Billionaire business tycoon and founder of the Virgin Group, Sir Richard Branson, has offer as collateral his luxury island resort to help get a bailout package for the stricken airline Virgin Atlantic from the United Kingdom government.
He was seeking a loan and not a handout form the government, Branson said in an open letter to the employees. The amount is predicted to be about £500m.
He said that his Necker Island home in the Caribbean could be mortgaged against a loan for the ailing airline whose survival was at stake.
The pledge came at time when Virgin Group’s airline in Australia was sent into administration.
Both the airlines of the group have been hit hard by the novel coronavirus pandemic and the consequent van on traveling, and an appeal to governments of both countries was made by Branson.

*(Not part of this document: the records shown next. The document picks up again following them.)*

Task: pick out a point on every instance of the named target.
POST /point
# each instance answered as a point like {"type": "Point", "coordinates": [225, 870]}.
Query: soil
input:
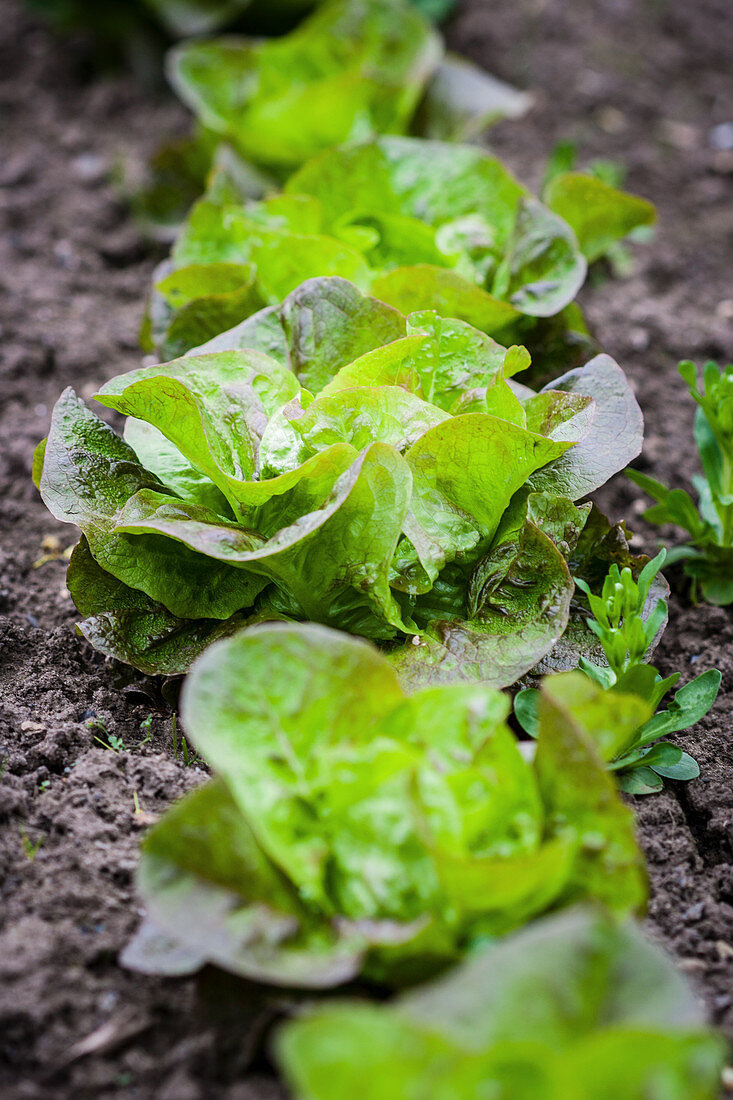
{"type": "Point", "coordinates": [639, 81]}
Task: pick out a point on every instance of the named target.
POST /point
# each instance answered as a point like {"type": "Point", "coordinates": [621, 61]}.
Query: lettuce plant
{"type": "Point", "coordinates": [352, 68]}
{"type": "Point", "coordinates": [332, 460]}
{"type": "Point", "coordinates": [627, 629]}
{"type": "Point", "coordinates": [569, 1009]}
{"type": "Point", "coordinates": [424, 224]}
{"type": "Point", "coordinates": [354, 829]}
{"type": "Point", "coordinates": [708, 556]}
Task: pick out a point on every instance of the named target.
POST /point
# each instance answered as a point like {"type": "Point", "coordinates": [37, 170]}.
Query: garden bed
{"type": "Point", "coordinates": [641, 84]}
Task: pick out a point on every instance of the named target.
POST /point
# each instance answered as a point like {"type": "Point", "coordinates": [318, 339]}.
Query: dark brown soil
{"type": "Point", "coordinates": [643, 81]}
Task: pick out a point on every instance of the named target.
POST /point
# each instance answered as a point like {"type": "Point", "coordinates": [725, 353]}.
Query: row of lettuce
{"type": "Point", "coordinates": [337, 502]}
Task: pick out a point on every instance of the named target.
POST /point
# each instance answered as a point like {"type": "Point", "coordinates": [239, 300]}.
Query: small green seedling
{"type": "Point", "coordinates": [146, 728]}
{"type": "Point", "coordinates": [188, 757]}
{"type": "Point", "coordinates": [708, 554]}
{"type": "Point", "coordinates": [644, 760]}
{"type": "Point", "coordinates": [107, 740]}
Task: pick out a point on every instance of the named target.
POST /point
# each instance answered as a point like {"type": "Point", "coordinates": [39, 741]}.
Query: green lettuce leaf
{"type": "Point", "coordinates": [600, 215]}
{"type": "Point", "coordinates": [342, 463]}
{"type": "Point", "coordinates": [350, 69]}
{"type": "Point", "coordinates": [398, 828]}
{"type": "Point", "coordinates": [571, 1008]}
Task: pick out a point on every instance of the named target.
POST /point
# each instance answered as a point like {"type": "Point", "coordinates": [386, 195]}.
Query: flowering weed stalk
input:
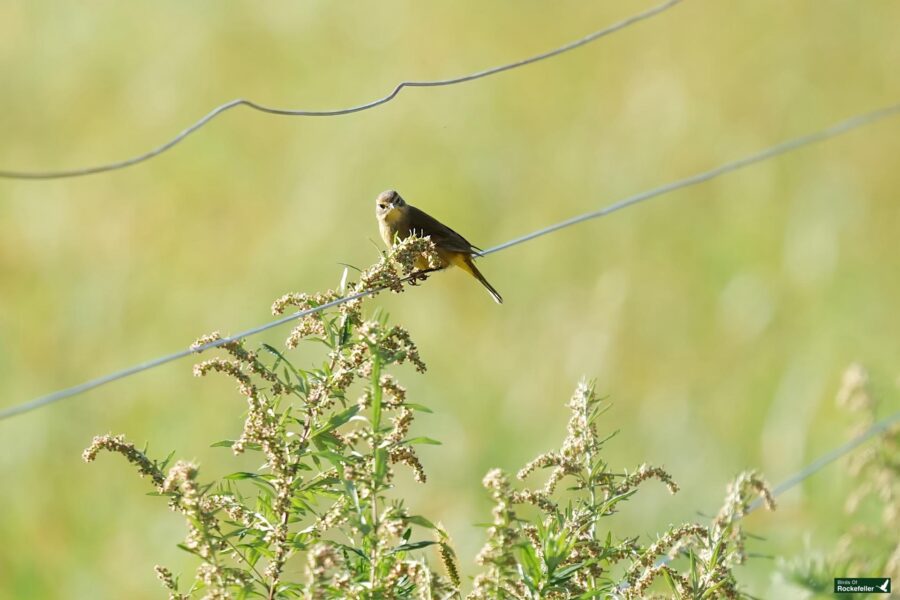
{"type": "Point", "coordinates": [566, 552]}
{"type": "Point", "coordinates": [330, 438]}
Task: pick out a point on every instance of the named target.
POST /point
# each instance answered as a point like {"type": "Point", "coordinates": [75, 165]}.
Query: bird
{"type": "Point", "coordinates": [399, 220]}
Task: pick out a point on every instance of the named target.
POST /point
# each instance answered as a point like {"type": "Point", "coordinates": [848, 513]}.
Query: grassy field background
{"type": "Point", "coordinates": [718, 319]}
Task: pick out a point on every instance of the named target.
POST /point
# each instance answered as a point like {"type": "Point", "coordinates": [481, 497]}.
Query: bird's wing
{"type": "Point", "coordinates": [421, 223]}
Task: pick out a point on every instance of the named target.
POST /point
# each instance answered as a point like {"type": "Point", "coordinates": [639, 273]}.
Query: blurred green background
{"type": "Point", "coordinates": [718, 319]}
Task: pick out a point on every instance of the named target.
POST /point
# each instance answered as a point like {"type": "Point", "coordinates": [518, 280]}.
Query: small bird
{"type": "Point", "coordinates": [397, 219]}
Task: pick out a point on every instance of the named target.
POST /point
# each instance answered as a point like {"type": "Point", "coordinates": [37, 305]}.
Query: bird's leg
{"type": "Point", "coordinates": [415, 277]}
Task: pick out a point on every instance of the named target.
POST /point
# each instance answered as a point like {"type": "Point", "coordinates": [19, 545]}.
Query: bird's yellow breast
{"type": "Point", "coordinates": [391, 224]}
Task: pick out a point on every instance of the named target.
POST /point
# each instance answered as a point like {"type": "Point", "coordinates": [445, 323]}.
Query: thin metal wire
{"type": "Point", "coordinates": [340, 111]}
{"type": "Point", "coordinates": [828, 458]}
{"type": "Point", "coordinates": [830, 132]}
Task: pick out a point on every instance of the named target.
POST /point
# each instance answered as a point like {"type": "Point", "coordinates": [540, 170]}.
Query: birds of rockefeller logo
{"type": "Point", "coordinates": [865, 585]}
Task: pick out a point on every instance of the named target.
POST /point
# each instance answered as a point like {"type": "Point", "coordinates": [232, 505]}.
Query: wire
{"type": "Point", "coordinates": [340, 111]}
{"type": "Point", "coordinates": [830, 132]}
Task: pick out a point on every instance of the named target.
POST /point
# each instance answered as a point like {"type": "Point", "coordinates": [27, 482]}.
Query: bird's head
{"type": "Point", "coordinates": [388, 202]}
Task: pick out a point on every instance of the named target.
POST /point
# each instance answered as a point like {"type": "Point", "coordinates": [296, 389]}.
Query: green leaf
{"type": "Point", "coordinates": [337, 420]}
{"type": "Point", "coordinates": [380, 463]}
{"type": "Point", "coordinates": [420, 521]}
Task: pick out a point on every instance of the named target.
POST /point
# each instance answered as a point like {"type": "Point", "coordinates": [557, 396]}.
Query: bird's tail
{"type": "Point", "coordinates": [467, 265]}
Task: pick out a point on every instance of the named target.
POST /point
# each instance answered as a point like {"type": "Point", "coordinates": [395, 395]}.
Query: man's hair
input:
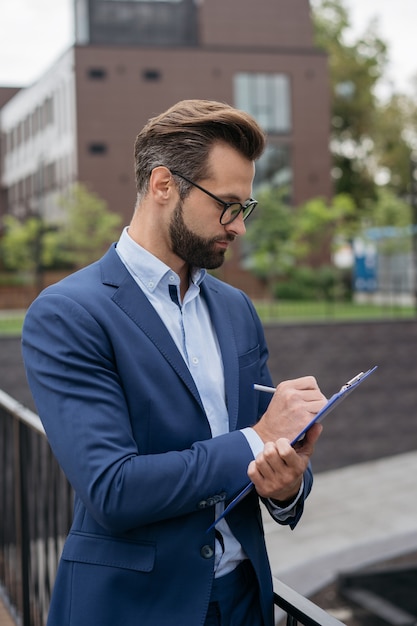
{"type": "Point", "coordinates": [181, 139]}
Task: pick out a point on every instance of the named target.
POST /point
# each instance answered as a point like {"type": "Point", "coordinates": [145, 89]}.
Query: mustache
{"type": "Point", "coordinates": [227, 237]}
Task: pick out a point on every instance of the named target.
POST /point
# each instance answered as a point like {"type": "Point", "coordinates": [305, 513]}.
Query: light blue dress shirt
{"type": "Point", "coordinates": [188, 322]}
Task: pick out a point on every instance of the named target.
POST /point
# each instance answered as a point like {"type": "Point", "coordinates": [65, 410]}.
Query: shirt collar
{"type": "Point", "coordinates": [147, 268]}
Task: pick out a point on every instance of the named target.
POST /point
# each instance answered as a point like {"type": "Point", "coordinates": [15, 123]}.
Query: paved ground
{"type": "Point", "coordinates": [363, 507]}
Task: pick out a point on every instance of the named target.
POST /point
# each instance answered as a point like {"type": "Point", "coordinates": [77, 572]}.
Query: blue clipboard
{"type": "Point", "coordinates": [335, 399]}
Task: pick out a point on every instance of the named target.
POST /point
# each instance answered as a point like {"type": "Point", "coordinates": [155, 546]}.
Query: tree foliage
{"type": "Point", "coordinates": [355, 65]}
{"type": "Point", "coordinates": [282, 237]}
{"type": "Point", "coordinates": [88, 228]}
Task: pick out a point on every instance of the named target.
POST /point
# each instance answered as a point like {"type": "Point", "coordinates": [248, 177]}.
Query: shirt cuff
{"type": "Point", "coordinates": [255, 442]}
{"type": "Point", "coordinates": [282, 514]}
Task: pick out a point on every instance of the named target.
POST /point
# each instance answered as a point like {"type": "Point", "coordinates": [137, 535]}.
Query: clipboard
{"type": "Point", "coordinates": [333, 401]}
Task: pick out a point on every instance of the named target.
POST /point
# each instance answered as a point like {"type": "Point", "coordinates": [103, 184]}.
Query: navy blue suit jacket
{"type": "Point", "coordinates": [126, 423]}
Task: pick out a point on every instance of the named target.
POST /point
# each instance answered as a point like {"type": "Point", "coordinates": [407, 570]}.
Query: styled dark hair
{"type": "Point", "coordinates": [181, 139]}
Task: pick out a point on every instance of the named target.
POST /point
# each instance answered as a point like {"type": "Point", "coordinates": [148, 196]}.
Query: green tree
{"type": "Point", "coordinates": [282, 237]}
{"type": "Point", "coordinates": [269, 237]}
{"type": "Point", "coordinates": [25, 246]}
{"type": "Point", "coordinates": [88, 228]}
{"type": "Point", "coordinates": [394, 137]}
{"type": "Point", "coordinates": [356, 65]}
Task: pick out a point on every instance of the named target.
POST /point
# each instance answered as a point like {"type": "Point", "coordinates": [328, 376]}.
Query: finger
{"type": "Point", "coordinates": [307, 444]}
{"type": "Point", "coordinates": [304, 382]}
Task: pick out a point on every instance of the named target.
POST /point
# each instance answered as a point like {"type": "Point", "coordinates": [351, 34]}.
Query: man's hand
{"type": "Point", "coordinates": [293, 406]}
{"type": "Point", "coordinates": [277, 472]}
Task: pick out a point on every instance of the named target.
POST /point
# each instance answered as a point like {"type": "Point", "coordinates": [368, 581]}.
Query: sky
{"type": "Point", "coordinates": [34, 33]}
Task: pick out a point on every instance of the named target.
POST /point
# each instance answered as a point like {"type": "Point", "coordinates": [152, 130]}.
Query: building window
{"type": "Point", "coordinates": [274, 168]}
{"type": "Point", "coordinates": [267, 97]}
{"type": "Point", "coordinates": [97, 148]}
{"type": "Point", "coordinates": [97, 73]}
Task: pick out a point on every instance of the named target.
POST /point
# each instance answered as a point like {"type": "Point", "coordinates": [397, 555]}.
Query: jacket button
{"type": "Point", "coordinates": [207, 552]}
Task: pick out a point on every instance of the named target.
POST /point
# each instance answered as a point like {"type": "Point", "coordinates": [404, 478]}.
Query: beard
{"type": "Point", "coordinates": [195, 250]}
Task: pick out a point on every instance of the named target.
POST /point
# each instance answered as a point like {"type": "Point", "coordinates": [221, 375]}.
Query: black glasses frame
{"type": "Point", "coordinates": [234, 208]}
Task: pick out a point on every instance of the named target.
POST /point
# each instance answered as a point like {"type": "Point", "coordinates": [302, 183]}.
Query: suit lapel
{"type": "Point", "coordinates": [223, 324]}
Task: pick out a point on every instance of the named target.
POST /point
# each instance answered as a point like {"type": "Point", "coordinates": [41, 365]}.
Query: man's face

However, there has been criticism of his appeal to governments as critics pointed out to his huge wealth while he was seeking to get help from taxpayers’ money. It is estimated that the personal wealth of Branson is well over £4bn.
49 per cent stake in Virgin Atlantic is owned by the large United States airline Delta.
“Many airlines around the world need government support and many have already received it,” said Branson in his letter to the employees. He also added that the crisisthat was being faced by the airlines as well as by the staff was “unprecedented.”
He said that even though he had wealth, it did not automatically mean that he had “cash in a bank account ready to withdraw”. Replying to his critics, Branson said that he was a tax exile and therefore did not deserve help. He said that he and his wife “did not leave Britain for tax reasons but for our love of the beautiful British Virgin Islands and in particular Necker Island”.
He would offer Necker as security for any loans that he would be offered, he said. “As with other Virgin assets, our team will raise as much money against the island as possible to save as many jobs as possible around the group,” Sir Richard said.
“We will do everything we can to keep the airline [Virgin Atlantic] going – but we will need government support to achieve that in the face of the severe uncertainty surrounding travel today and not knowing how long the planes will be grounded for,” Branson said in the letter to staff.
“This would be in the form of a commercial loan – it wouldn’t be free money and the airline would pay it back (as EasyJet will do for the £600m loan the government recently gave them).” he added.
36 years ago, the journey of Virgin Atlantic started with just one plane, Branson pointed out and then added: “Over those years it has created real competition for British Airways, which must remain fierce for the benefit of our wonderful customers and the public at large.”
Last month, he had offered an inject of £250m into the Virgin Group and most of that amount was earmarked for the airline.